Unreal Engine + Pixel Streaming + AZSpeech / Runtime Speech Recognizer: Mic Input Woes!

GeneralAdolphus · December 29, 2023, 7:51am

Hey Devs! I’m building a project with voice control, using AZSpeech and Runtime Speech Recognizer Plugins for runtime speech recognition. Works like a charm in desktop builds, but I’m hitting a wall with Pixel Streaming.

Here’s the crux:

I want to use the browser mic instead of the local PC mic for voice input. Pixel Streaming sends that audio back just fine, but…

I can’t figure out how to feed that audio data directly into AZSpeech for speech-to-text magic. Right now, the received audio just plays through the speakers.

Tried searching forums, but no luck. Hoping someone here has tackled this issue before! Ideally, I’d love to:

Bypass the speaker playback and convert the received audio into a compatible format to send straight to AZSpeech.

Optimize the data flow for smooth, low-latency voice control.

Any tips, tricks, or even workarounds would be a lifesaver! Thanks in advance!

I’ve attached a screenshot of of my usual approach for Speech to Text using Computer’s Audio Input device.

I can Provide more information if needed, please help

Ben_Blau · January 15, 2025, 10:05pm

Hello! I’ve been using RSR for more than a year on various projects, and only recently did I start having problems. After starting from scratch in three different UE versions on two separate computers, I almost gave up. No matter what I did, I’d either get “You” or “[BLANK AUDIO]” print strings. Then it occurred to me that I recently installed NVIDIA Broadcast on all my computers, and gave it access to my microphones (built-in and external). So, I made a simple integer variable and plugged it into the Device Id pin of the Start Capture node. I compiled, and then changed the default value from 0 to 1. Bingo! Now that I’m aware of this, I think I’d better come up with a UI to allow players to select their mic input source. In case it matters, I also toggled VAD on just before Start Capture. I hope this helps anyone who might be experiencing similar frustration!

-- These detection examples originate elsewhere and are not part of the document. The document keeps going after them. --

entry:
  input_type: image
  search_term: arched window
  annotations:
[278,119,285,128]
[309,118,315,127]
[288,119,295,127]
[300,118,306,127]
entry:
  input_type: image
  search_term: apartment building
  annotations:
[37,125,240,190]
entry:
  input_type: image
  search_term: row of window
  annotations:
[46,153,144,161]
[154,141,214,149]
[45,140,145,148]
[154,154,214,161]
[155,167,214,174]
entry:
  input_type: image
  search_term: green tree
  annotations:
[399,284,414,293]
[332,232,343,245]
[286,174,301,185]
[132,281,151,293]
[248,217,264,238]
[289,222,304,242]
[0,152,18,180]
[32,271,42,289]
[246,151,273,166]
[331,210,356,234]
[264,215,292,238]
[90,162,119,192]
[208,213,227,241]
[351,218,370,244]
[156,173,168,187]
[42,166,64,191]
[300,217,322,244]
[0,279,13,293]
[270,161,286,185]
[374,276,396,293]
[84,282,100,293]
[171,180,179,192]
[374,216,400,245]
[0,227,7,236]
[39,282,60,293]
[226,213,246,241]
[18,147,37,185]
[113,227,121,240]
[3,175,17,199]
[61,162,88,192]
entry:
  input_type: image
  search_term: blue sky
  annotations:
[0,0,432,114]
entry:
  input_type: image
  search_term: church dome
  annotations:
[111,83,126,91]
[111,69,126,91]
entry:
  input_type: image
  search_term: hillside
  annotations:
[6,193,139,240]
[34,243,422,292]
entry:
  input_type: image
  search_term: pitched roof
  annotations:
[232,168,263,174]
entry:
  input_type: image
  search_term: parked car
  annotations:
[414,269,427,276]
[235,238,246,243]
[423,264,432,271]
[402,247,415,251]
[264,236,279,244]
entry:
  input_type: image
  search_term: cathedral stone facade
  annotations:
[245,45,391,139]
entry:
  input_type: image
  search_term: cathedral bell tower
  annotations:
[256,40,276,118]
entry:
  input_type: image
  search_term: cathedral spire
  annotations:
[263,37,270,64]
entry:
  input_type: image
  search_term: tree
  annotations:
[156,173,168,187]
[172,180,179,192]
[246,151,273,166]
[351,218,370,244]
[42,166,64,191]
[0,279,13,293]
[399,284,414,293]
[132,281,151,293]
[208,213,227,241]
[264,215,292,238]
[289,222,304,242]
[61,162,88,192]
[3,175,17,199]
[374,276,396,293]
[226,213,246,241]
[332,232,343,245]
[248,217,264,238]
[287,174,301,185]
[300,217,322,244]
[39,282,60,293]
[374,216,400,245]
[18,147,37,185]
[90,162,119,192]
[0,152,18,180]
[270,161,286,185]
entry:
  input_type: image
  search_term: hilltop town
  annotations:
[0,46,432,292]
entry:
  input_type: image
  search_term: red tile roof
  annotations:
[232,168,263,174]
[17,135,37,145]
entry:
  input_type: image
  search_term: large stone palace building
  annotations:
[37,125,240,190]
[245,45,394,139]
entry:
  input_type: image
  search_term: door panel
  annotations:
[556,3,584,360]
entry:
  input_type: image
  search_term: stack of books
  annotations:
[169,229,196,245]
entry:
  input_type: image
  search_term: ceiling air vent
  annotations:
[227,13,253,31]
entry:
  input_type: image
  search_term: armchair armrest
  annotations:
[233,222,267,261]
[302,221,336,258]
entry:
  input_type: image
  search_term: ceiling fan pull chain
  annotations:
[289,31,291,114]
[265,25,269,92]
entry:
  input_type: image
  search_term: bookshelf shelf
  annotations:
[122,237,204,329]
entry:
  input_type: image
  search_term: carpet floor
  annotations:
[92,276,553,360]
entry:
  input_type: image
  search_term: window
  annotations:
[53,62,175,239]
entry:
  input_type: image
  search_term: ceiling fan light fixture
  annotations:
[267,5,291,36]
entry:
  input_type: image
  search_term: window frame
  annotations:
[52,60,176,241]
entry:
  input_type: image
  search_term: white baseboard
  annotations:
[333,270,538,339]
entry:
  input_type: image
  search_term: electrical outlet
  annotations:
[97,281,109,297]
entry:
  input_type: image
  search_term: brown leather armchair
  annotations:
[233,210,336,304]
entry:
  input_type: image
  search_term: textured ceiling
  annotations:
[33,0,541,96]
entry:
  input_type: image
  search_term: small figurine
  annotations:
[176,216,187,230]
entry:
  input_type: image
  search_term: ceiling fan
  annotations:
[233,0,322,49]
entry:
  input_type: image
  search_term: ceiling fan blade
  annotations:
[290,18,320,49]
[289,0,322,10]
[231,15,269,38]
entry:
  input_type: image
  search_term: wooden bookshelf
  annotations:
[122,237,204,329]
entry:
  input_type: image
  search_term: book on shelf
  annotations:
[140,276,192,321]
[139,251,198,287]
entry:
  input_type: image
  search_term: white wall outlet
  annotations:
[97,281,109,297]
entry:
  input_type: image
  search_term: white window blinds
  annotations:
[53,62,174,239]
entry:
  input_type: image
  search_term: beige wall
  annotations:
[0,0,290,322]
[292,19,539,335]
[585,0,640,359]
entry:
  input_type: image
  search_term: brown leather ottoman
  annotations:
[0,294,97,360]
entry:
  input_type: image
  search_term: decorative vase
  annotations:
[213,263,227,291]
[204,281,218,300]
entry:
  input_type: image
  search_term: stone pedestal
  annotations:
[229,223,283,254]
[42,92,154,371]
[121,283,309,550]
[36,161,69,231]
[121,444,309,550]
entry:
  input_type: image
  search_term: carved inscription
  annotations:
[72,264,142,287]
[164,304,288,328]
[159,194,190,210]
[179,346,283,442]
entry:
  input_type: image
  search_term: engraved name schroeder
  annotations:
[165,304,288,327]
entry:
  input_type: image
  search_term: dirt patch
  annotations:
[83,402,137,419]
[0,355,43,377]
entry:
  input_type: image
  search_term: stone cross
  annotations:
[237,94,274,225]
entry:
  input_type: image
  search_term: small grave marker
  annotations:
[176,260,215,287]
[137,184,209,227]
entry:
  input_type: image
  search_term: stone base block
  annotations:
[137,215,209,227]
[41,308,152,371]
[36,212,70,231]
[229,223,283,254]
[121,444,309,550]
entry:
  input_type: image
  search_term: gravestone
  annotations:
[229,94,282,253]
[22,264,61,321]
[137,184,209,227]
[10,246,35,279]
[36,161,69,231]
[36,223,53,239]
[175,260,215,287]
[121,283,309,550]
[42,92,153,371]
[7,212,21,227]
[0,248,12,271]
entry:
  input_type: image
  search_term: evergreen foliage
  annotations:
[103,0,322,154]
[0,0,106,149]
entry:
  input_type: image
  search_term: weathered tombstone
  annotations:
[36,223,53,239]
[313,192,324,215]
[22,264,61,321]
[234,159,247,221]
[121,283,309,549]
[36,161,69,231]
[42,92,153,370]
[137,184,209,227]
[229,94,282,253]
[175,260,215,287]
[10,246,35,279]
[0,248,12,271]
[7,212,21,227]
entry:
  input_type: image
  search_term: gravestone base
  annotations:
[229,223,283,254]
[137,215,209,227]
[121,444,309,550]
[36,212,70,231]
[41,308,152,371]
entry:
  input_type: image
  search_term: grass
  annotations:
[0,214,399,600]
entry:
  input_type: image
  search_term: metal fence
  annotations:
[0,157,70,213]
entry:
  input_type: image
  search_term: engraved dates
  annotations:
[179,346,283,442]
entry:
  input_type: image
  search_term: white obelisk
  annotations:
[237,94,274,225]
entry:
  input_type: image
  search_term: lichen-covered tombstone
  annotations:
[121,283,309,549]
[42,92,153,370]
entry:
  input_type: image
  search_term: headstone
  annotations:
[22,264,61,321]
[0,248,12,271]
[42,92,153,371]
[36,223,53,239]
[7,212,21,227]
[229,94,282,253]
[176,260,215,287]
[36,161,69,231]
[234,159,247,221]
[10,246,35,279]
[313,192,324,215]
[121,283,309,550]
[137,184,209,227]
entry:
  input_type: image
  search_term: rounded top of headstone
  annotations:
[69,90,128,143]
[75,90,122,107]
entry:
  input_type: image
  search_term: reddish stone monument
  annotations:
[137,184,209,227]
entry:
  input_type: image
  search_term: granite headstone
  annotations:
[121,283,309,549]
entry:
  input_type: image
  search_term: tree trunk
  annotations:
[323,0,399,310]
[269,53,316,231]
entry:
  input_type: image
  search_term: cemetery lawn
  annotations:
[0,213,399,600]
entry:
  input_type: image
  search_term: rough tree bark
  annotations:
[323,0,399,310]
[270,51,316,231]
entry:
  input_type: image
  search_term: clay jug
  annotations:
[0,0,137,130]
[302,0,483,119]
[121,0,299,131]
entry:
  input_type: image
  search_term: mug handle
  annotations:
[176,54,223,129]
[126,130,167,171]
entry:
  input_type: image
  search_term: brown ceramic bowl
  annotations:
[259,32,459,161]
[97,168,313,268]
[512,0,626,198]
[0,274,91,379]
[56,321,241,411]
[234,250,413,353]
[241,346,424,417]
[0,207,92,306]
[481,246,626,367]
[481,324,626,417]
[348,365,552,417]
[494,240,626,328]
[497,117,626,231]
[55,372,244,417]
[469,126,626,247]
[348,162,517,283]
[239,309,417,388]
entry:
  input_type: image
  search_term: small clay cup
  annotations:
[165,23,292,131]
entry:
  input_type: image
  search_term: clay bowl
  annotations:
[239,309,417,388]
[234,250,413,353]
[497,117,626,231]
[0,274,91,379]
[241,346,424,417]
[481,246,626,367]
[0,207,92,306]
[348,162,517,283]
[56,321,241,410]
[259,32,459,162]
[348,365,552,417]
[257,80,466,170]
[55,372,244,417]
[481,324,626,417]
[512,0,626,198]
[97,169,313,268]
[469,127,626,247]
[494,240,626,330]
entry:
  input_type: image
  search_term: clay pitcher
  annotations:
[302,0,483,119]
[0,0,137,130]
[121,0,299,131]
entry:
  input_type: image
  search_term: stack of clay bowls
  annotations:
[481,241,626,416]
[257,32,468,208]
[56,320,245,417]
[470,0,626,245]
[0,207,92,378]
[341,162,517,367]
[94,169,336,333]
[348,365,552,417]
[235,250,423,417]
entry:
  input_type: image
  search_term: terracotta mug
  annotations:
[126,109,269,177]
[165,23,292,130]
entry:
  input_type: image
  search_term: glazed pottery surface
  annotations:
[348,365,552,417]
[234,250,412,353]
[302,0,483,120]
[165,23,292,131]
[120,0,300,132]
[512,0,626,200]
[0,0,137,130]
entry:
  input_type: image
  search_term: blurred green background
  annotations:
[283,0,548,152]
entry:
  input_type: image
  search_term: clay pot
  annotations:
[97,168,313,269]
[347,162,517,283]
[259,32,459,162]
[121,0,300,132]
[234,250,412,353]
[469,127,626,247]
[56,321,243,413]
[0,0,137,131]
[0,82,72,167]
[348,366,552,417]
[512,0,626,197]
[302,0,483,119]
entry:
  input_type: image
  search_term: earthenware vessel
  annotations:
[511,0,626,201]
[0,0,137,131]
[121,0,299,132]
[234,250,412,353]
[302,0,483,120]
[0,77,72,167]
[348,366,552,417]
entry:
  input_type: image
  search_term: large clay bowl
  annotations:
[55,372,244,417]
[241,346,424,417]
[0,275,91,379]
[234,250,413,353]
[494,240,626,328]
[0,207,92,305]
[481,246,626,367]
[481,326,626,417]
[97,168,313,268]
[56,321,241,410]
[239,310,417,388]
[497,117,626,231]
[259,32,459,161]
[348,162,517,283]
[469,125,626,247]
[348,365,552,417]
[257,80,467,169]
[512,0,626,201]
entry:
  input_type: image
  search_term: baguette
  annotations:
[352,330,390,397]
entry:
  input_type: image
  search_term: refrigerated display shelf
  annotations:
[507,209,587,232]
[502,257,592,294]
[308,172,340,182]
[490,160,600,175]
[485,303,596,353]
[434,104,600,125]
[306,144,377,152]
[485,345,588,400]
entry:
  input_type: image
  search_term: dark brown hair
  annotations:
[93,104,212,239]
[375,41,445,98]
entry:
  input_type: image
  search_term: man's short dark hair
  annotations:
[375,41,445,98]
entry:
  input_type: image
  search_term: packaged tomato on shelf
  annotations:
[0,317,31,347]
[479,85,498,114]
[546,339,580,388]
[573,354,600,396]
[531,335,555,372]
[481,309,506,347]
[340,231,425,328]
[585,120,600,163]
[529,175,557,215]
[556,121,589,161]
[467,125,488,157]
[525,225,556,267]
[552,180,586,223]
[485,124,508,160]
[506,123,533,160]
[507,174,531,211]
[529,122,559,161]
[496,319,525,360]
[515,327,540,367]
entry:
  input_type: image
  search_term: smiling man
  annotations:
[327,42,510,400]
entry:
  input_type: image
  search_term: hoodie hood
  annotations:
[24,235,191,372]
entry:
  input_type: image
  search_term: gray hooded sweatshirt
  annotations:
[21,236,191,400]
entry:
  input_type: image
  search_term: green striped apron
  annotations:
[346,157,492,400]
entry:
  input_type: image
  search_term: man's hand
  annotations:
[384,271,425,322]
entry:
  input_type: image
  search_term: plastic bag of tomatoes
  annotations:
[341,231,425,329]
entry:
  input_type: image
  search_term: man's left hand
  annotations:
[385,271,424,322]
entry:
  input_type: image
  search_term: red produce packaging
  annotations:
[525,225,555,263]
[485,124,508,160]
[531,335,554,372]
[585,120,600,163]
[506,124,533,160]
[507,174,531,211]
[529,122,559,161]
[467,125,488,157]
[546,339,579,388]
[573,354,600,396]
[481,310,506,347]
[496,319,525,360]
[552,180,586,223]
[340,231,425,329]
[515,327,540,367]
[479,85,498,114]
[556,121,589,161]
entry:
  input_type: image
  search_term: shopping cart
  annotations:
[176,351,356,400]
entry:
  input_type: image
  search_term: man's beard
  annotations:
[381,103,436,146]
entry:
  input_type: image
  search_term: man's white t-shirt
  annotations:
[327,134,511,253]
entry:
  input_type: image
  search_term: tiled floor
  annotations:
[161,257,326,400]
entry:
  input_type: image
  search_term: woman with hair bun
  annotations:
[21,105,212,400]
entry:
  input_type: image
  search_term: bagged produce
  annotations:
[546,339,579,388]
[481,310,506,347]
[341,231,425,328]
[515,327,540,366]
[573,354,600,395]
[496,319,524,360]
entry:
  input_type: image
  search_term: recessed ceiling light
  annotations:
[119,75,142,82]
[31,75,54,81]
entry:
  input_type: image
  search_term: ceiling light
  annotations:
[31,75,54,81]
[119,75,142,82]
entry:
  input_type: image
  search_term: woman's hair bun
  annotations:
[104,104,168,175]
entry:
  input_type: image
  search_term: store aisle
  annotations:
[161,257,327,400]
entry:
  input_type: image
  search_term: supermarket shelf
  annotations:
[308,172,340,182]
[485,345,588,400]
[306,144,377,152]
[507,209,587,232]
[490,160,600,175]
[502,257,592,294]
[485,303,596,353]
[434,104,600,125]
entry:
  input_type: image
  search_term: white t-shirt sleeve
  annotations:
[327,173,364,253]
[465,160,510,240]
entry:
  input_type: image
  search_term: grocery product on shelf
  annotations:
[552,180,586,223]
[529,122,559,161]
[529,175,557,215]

gtreshchev · February 27, 2025, 11:56am

Hi, you can recognize speech in a Pixel Streaming context by replacing the capturable sound wave with the synth-based sound wave, which is also used in the Runtime Audio Importer plugin. This sound wave is specifically designed for Pixel Streaming and allows you to capture audio on the client side and recognize speech on the server side.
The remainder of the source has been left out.